While the intro levels and early stages ease you into things a bit, N++ does get very hard very fast. Even with dozens of hours with its predecessors under my belt, I was spending 10 to 15 minutes on some of the mid-difficulty levels. But the game also lets you choose how hard you want it to be, to a large extent, by using a series of golden, time-extending gems scattered throughout the level. Quite often, ignoring those gems makes a level about 50 times easier, letting you avoid the most difficult traps and head straight for the exit. For masochists like me, though, getting every single gem on every single level will provide a challenge that could easily take over 100 hours.
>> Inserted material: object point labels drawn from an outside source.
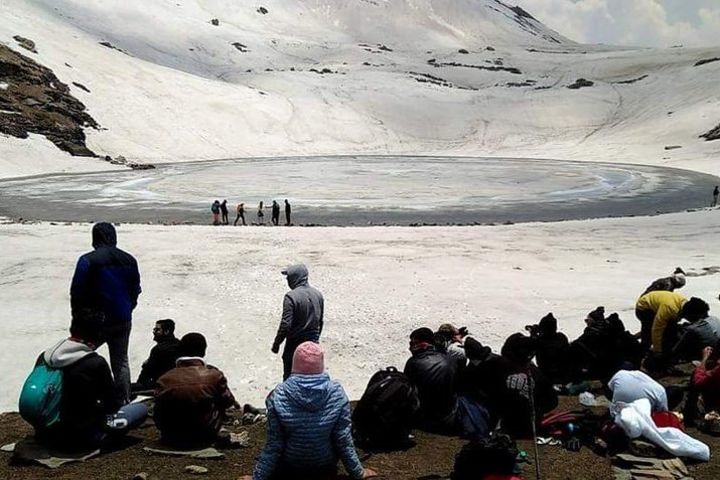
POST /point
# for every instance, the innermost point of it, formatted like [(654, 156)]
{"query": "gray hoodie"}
[(303, 305), (65, 353)]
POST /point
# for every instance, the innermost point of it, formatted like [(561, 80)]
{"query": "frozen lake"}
[(362, 191)]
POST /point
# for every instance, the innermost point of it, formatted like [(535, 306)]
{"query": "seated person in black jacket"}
[(162, 356), (434, 375), (552, 349), (89, 412), (504, 384), (603, 347)]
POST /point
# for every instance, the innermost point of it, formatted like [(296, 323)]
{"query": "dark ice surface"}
[(362, 190)]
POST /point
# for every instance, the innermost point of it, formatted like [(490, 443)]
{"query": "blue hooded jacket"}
[(308, 428), (106, 279)]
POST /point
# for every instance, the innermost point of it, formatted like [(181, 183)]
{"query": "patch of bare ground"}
[(34, 100)]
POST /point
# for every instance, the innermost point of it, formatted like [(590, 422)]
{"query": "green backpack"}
[(41, 395)]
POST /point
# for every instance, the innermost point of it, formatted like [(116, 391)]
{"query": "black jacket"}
[(161, 360), (489, 384), (87, 395), (106, 279), (435, 375)]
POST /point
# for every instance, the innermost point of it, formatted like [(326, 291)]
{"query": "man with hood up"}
[(302, 317), (552, 348), (108, 280), (87, 400), (309, 425)]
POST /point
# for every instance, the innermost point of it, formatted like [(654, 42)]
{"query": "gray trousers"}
[(118, 339)]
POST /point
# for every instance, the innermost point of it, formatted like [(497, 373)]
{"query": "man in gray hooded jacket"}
[(302, 318)]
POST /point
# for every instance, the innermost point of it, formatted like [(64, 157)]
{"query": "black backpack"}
[(496, 454), (385, 414)]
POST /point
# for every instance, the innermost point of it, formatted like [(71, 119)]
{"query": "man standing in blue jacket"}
[(107, 280)]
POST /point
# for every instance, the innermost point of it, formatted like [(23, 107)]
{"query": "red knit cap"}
[(308, 359)]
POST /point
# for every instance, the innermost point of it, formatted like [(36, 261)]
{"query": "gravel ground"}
[(431, 458)]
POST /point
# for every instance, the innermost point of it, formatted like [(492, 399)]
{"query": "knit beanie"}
[(308, 359)]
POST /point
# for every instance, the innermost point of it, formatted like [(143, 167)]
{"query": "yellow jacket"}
[(667, 306)]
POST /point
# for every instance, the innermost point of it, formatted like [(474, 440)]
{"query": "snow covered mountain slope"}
[(194, 79)]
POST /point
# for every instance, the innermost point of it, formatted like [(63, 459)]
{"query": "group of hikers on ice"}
[(220, 208), (452, 384)]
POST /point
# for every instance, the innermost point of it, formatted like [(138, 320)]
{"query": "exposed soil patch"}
[(707, 60), (431, 458), (713, 134), (632, 80), (26, 43), (580, 83), (427, 78), (36, 101), (512, 70)]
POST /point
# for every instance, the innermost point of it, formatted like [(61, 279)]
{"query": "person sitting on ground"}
[(588, 355), (552, 349), (162, 356), (434, 375), (658, 312), (702, 330), (450, 340), (309, 426), (704, 383), (191, 399), (624, 348), (669, 284), (88, 413), (504, 383)]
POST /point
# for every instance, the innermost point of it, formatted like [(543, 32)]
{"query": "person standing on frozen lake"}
[(287, 213), (241, 213), (107, 280), (276, 213), (215, 209), (302, 317), (261, 215), (223, 209)]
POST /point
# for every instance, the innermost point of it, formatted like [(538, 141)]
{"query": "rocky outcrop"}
[(36, 101)]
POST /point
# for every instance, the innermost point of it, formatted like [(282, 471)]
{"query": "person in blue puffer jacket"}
[(107, 280), (309, 427)]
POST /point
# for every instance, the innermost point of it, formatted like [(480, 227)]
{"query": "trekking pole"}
[(531, 388)]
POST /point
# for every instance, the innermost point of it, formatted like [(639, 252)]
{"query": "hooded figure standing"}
[(302, 318), (107, 280)]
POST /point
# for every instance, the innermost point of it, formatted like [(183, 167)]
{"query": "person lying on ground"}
[(552, 349), (69, 398), (309, 427), (302, 317), (505, 383), (434, 374), (705, 384), (162, 356), (702, 331), (191, 399), (107, 279), (669, 284), (658, 312), (629, 385)]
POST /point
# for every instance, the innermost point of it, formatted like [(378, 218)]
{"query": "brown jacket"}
[(190, 402)]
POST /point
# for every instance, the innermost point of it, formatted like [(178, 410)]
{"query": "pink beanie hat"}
[(308, 359)]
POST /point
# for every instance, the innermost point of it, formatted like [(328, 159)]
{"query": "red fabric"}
[(667, 419), (708, 382)]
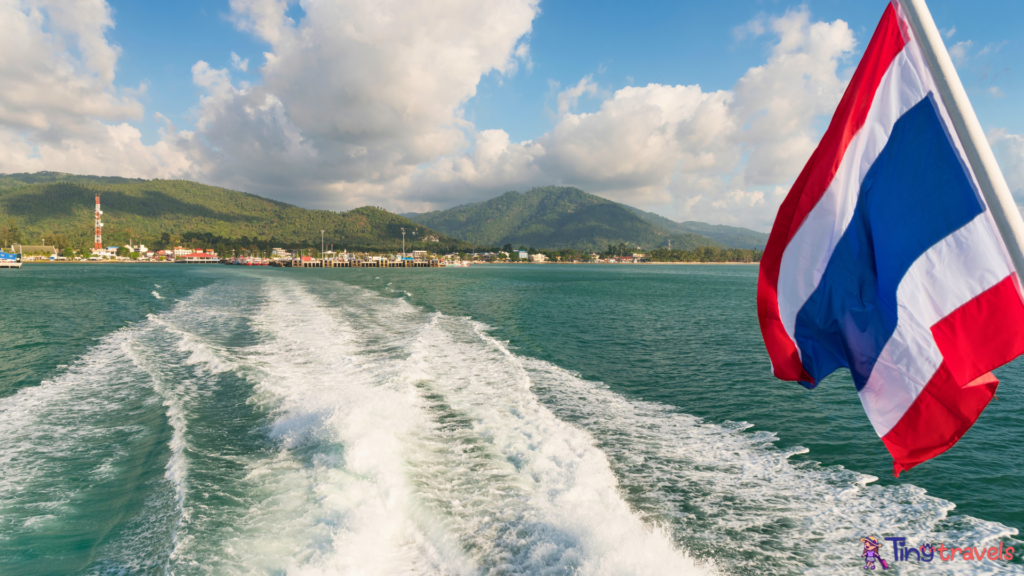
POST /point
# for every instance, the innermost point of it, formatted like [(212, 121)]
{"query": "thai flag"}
[(886, 259)]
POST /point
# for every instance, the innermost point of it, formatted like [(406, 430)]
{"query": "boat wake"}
[(323, 428)]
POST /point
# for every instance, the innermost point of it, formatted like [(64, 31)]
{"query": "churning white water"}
[(317, 428)]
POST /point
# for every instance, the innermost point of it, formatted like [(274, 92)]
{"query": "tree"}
[(9, 234)]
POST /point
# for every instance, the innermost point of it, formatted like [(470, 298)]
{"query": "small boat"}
[(10, 260)]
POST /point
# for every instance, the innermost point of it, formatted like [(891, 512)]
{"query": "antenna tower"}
[(98, 243)]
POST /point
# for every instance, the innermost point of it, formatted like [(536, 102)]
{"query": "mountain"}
[(729, 236), (568, 217), (52, 203)]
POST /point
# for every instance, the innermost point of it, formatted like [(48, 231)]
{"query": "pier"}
[(363, 263)]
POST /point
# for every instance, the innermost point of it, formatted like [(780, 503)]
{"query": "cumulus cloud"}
[(1009, 150), (59, 109), (958, 51), (725, 156), (239, 64), (361, 101)]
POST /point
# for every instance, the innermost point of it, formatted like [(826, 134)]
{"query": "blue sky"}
[(620, 43), (340, 119)]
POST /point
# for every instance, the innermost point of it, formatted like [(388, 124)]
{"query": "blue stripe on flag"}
[(915, 194)]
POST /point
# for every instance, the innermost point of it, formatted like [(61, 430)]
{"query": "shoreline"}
[(52, 262)]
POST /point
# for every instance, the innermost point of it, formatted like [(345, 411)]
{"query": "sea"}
[(485, 420)]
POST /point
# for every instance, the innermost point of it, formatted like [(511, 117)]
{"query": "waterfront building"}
[(34, 250), (200, 257)]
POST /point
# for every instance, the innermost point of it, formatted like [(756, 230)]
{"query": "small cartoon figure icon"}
[(871, 553)]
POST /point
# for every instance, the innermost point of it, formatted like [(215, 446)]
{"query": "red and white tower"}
[(99, 228)]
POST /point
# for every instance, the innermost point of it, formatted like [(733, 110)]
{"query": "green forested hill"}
[(555, 217), (49, 204), (729, 236)]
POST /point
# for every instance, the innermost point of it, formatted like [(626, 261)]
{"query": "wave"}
[(314, 427)]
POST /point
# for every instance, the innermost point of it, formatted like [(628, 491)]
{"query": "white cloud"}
[(723, 156), (958, 51), (569, 97), (361, 103), (1009, 150), (239, 64), (59, 109)]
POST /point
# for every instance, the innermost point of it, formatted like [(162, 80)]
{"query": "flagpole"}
[(979, 154)]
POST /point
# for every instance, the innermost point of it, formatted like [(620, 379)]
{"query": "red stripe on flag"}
[(979, 336), (939, 416), (887, 42), (983, 334)]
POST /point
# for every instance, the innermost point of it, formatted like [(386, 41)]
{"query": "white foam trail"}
[(460, 450), (439, 467), (67, 438)]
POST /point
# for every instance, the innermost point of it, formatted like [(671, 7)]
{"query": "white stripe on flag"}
[(807, 255), (950, 274)]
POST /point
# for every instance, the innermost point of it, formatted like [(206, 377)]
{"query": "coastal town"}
[(208, 249), (282, 257)]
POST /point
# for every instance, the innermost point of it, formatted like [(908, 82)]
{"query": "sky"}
[(696, 111)]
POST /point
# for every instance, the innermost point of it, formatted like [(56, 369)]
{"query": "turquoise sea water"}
[(519, 419)]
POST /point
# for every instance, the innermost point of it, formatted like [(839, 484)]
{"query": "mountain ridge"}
[(60, 206), (569, 217)]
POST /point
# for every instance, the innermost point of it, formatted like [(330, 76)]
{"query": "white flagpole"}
[(979, 154)]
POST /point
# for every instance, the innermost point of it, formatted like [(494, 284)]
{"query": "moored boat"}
[(10, 260)]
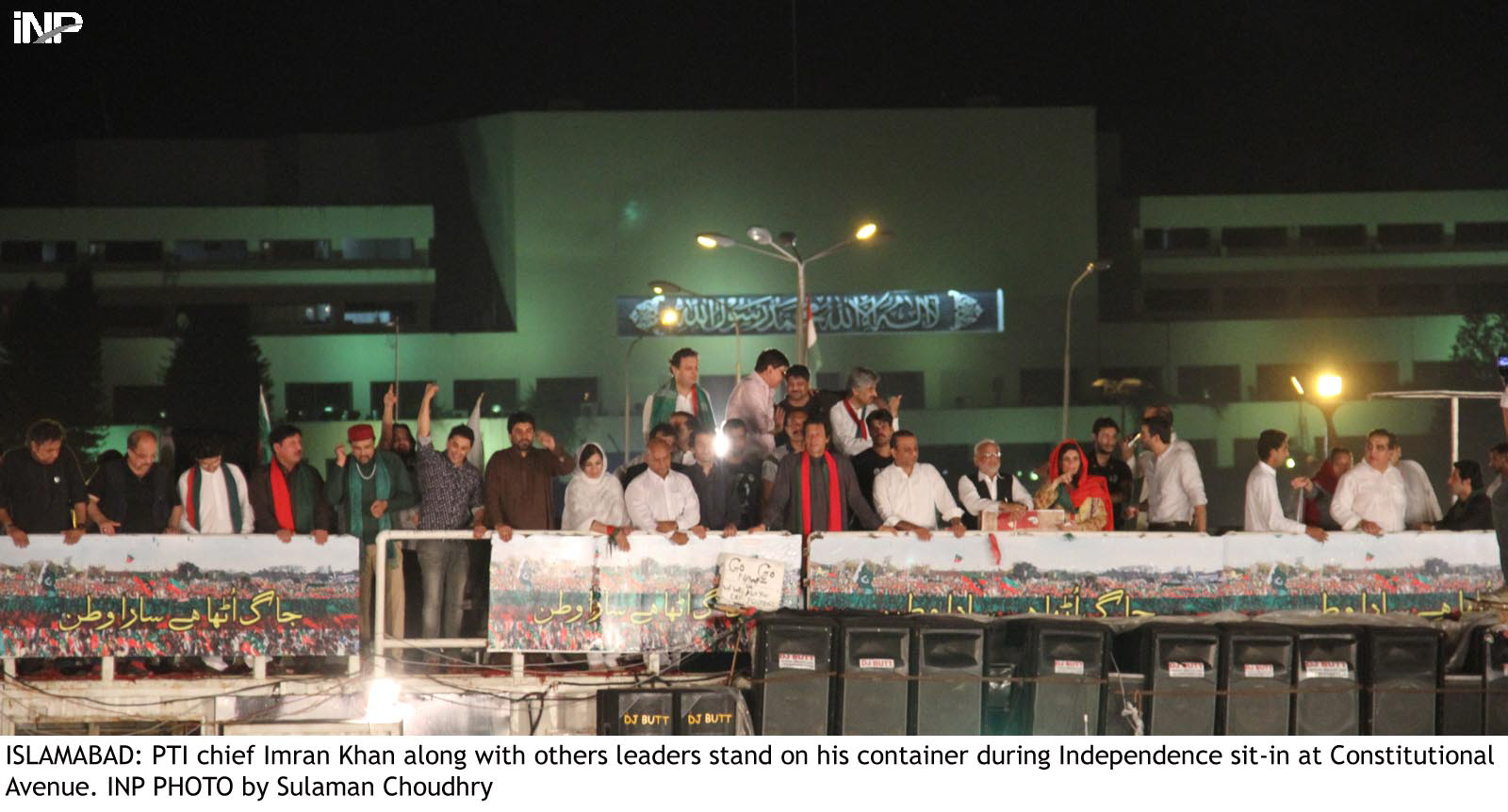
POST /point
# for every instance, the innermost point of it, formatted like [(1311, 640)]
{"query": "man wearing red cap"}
[(367, 490)]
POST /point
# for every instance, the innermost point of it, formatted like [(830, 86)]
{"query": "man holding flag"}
[(367, 490)]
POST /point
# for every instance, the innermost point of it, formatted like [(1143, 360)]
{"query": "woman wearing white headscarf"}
[(595, 497)]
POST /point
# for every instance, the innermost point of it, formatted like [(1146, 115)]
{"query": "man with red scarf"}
[(288, 495), (818, 492)]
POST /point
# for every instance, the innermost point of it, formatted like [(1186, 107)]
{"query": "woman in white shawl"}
[(595, 499)]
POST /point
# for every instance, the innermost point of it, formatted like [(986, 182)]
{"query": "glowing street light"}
[(783, 248), (1329, 386)]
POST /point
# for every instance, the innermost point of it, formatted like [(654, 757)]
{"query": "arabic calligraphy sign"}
[(1123, 575), (758, 314), (563, 593), (178, 595)]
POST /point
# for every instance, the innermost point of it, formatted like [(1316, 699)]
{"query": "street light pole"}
[(1068, 339)]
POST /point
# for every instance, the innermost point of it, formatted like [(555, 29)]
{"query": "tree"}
[(52, 362), (1478, 342), (213, 379)]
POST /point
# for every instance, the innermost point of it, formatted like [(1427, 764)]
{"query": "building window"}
[(1254, 236), (565, 398), (38, 251), (1482, 234), (1178, 300), (319, 401), (1410, 234), (409, 397), (1175, 240), (127, 251), (296, 251), (1218, 384), (1332, 236), (139, 406), (210, 251), (498, 395), (385, 249), (911, 387)]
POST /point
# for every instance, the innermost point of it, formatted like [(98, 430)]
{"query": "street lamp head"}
[(1329, 386), (713, 240)]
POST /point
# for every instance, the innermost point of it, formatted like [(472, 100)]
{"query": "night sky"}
[(1205, 97)]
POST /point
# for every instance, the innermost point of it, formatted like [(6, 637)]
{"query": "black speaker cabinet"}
[(1326, 675), (792, 674), (1401, 680), (1057, 666), (706, 711), (1123, 710), (1256, 680), (1180, 666), (1462, 704), (1495, 661), (946, 696), (630, 711), (874, 689)]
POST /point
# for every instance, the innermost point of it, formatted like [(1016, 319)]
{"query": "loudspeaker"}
[(1495, 665), (1462, 704), (874, 689), (1329, 696), (1180, 666), (1059, 666), (1401, 678), (630, 711), (1123, 691), (792, 674), (706, 711), (1256, 680), (949, 663)]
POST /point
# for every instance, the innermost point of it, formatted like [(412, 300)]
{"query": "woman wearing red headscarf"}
[(1083, 497)]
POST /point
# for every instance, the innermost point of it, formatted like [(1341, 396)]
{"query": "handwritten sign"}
[(750, 582), (178, 595), (1130, 575)]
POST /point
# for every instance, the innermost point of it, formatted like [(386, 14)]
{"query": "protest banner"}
[(655, 595), (1123, 575), (133, 595)]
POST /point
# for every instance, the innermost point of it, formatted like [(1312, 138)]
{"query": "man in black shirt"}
[(1107, 462), (878, 457), (41, 487), (135, 495)]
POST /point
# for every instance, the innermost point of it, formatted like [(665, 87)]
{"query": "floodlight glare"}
[(1329, 386)]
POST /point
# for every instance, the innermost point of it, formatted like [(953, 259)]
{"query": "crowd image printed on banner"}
[(178, 595), (1098, 575)]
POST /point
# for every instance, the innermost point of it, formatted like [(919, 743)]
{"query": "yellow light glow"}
[(1329, 386)]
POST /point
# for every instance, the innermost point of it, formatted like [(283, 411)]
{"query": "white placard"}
[(750, 582)]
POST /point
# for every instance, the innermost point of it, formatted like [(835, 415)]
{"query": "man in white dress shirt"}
[(1173, 484), (215, 495), (846, 416), (663, 500), (910, 495), (987, 490), (753, 399), (1372, 495), (1264, 508)]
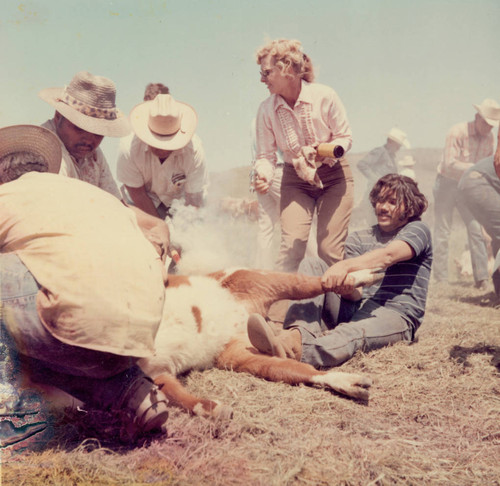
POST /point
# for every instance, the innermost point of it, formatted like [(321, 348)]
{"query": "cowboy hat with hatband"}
[(399, 136), (490, 111), (89, 103), (34, 139), (164, 123)]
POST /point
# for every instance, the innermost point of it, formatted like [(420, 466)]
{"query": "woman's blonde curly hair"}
[(288, 55)]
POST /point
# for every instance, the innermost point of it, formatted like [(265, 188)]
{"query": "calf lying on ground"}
[(204, 325)]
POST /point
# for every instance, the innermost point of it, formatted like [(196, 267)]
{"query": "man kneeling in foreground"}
[(327, 330), (81, 285)]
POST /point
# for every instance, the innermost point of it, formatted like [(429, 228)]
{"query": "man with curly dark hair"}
[(328, 330)]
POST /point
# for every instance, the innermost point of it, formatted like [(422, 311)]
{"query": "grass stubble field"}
[(433, 418)]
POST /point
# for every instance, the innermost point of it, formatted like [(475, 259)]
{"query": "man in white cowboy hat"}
[(164, 159), (379, 162), (86, 112), (81, 299), (466, 144), (479, 188)]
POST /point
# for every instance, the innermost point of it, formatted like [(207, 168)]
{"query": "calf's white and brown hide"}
[(204, 325)]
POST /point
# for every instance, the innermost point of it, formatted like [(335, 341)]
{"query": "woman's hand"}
[(261, 185)]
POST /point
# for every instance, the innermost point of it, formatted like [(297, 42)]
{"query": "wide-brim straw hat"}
[(34, 139), (406, 161), (89, 103), (399, 137), (490, 111), (164, 123)]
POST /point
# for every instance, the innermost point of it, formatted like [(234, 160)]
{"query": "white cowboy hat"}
[(89, 103), (406, 161), (32, 138), (164, 123), (490, 111), (399, 137)]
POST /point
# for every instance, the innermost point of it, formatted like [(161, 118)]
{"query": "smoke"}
[(210, 240)]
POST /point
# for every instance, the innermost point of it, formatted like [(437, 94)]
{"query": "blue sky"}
[(419, 64)]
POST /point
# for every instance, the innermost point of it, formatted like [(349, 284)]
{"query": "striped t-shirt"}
[(404, 287)]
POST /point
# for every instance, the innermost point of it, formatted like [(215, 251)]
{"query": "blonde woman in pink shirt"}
[(297, 117)]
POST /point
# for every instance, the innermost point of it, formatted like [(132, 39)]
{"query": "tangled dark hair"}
[(406, 191), (153, 90)]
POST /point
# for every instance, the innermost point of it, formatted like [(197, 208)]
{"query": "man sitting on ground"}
[(82, 297), (85, 113), (328, 330)]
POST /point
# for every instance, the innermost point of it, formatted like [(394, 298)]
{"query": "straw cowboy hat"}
[(89, 103), (31, 138), (490, 111), (399, 137), (164, 123), (406, 161)]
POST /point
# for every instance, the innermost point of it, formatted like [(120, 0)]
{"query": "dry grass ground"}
[(433, 418)]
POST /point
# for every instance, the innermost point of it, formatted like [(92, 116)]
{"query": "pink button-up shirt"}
[(464, 147), (317, 117)]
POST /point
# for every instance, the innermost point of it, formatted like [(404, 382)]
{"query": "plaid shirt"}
[(464, 147)]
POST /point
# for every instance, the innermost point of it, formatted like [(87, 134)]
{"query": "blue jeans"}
[(92, 376), (446, 198), (333, 328)]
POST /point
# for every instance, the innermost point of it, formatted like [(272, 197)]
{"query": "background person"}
[(328, 330), (163, 159), (296, 117), (466, 144), (86, 113), (152, 90), (376, 164), (82, 299), (479, 188)]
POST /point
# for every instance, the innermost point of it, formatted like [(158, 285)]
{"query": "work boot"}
[(283, 344), (482, 285), (148, 406)]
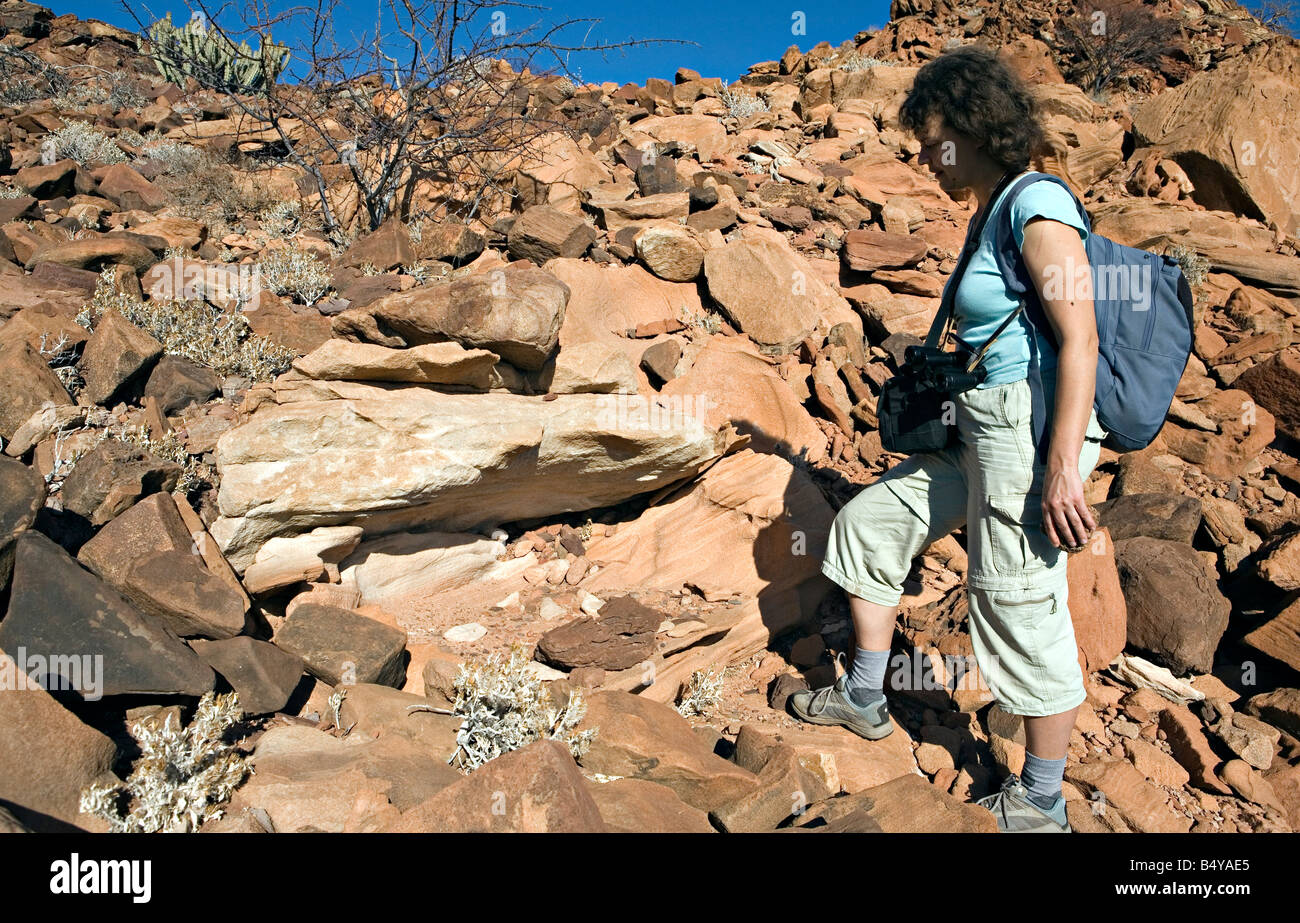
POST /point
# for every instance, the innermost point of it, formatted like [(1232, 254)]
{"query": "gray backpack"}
[(1144, 329)]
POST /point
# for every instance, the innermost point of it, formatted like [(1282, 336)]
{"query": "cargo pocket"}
[(1017, 542)]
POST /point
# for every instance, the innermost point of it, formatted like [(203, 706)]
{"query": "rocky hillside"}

Plowing head-first into a punishing platforming wall for 15 minutes at a time isn't for everyone, of course. For those that stick it out, the reward is a feeling of satisfaction that's almost completely pure. Unlike most games these days, success comes not from finding a new item or weapon or power for your character. No, every success in N++ comes with the knowledge that you're a little better than you were before you started that level—that you have a newfound skill at this virtual platform navigation that had to be hard-earned through failure, perseverance, and sheer obstinance.

The good

  • Simple design: Just run, jump, and get to the exit
  • Subtle, momentum-based physics make for elegant platforming
  • Extremely tight and considered level design
  • Amazing selection of over 2,000 single player levels and hundreds more for multiplayer

The Bad

  • Punishing difficulty is not for everyone
  • Characters and enemies can look kind of small if you're not close to the TV

The Ugly

  • Dying because you failed to jump over the last mine before the exit

Verdict: Buy it if you want to remember what beating a game into submission through pure skill feels like.